General Programming Concepts: Writing and Debugging Programs

Japanese Input Method (JIM)

The Japanese Input Method (JIM) is a sophisticated input method that provides Japanese input. The features include:

Supports Romaji to Kana character conversion (RKC).
Supports Kana to Kanji character conversion (KKC).
Includes Hankaku (half-width) and Zenkaku (full-width) character input.
Provides system and user dictionary lookup.
Provides runtime registration of a word to the user dictionary.
Requires Callback functions to support:
- Status and Pre-edit drawing
- All candidate menus
- JIS Kutan number input and IBM Kanji number input
Supports IBM-943, IBM-932 and IBM-eucJP code sets.
For internal processing, the JIM uses the IBM-932 code set. However, it supports any code set, such as IBM-eucJP, that can be converted from IBM-932.
Located in the /usr/lib/nls/loc/JP.im file.
All other localized input methods are aliases to this file.
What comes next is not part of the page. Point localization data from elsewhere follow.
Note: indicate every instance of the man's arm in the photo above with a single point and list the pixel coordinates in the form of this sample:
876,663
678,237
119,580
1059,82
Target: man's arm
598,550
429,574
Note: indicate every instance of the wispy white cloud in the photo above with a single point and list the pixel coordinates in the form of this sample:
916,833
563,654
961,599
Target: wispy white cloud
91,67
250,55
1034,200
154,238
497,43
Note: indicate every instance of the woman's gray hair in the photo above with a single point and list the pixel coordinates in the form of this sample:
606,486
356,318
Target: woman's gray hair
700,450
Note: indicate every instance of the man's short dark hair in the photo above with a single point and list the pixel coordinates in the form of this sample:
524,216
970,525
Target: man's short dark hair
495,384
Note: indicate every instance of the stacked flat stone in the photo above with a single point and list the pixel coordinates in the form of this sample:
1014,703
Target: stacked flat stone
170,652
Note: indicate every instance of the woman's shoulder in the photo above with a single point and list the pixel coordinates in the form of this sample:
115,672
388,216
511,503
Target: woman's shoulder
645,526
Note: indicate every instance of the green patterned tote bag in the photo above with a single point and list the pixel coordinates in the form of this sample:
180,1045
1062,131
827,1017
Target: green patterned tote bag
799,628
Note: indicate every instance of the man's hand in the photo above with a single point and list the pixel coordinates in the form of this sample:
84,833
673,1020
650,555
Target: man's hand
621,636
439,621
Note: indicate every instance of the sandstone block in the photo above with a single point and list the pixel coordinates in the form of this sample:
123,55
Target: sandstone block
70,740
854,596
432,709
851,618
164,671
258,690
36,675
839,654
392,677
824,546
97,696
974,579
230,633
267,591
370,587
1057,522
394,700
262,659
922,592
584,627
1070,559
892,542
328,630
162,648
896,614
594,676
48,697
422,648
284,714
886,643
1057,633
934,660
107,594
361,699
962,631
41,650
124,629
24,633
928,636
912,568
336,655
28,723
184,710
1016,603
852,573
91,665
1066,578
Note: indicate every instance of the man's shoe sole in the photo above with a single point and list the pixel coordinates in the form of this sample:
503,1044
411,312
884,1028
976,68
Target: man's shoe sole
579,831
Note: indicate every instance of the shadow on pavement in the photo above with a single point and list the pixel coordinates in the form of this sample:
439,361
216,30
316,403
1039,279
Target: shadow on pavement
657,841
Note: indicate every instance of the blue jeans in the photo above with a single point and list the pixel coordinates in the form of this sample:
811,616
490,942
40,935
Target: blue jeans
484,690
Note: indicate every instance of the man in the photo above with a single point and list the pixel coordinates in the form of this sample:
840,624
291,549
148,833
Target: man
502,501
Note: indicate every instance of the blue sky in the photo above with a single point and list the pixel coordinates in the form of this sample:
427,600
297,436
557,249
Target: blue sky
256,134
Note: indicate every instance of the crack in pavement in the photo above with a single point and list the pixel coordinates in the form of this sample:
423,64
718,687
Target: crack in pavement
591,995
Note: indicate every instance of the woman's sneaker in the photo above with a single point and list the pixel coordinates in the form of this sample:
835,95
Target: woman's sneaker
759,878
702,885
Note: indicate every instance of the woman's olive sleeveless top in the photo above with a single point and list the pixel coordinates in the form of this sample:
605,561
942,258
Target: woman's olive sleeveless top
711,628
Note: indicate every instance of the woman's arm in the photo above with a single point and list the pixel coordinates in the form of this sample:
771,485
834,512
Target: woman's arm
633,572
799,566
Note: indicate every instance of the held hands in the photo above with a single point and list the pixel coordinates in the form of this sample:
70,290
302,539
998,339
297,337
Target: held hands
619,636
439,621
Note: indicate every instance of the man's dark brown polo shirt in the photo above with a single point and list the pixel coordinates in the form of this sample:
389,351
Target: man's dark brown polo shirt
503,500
The Japanese code sets consist of three character groups:

Katakana
Hiragana
Kanji

Katakana and Hiragana consist of about 50 characters each and form the set of phonetic characters referred to as Kana. All of the sounds in the Japanese language can be represented in Kana.

Kanji is a set of ideographs. A simple concept can be represented by a single Kanji character, while more complicated meanings can be formed with strings of Kanji characters. There are several thousand Kanji characters.

The Japanese also use the Roman alphabet. Called Romaji, the Roman alphabet consists of 26 characters. It is used mostly in technical and professional environments to represent technical vocabulary that does not exist in Japanese. A typical sentence is usually a mixture of Katakana, Hiragana, Kanji, Romaji, numbers, and other characters.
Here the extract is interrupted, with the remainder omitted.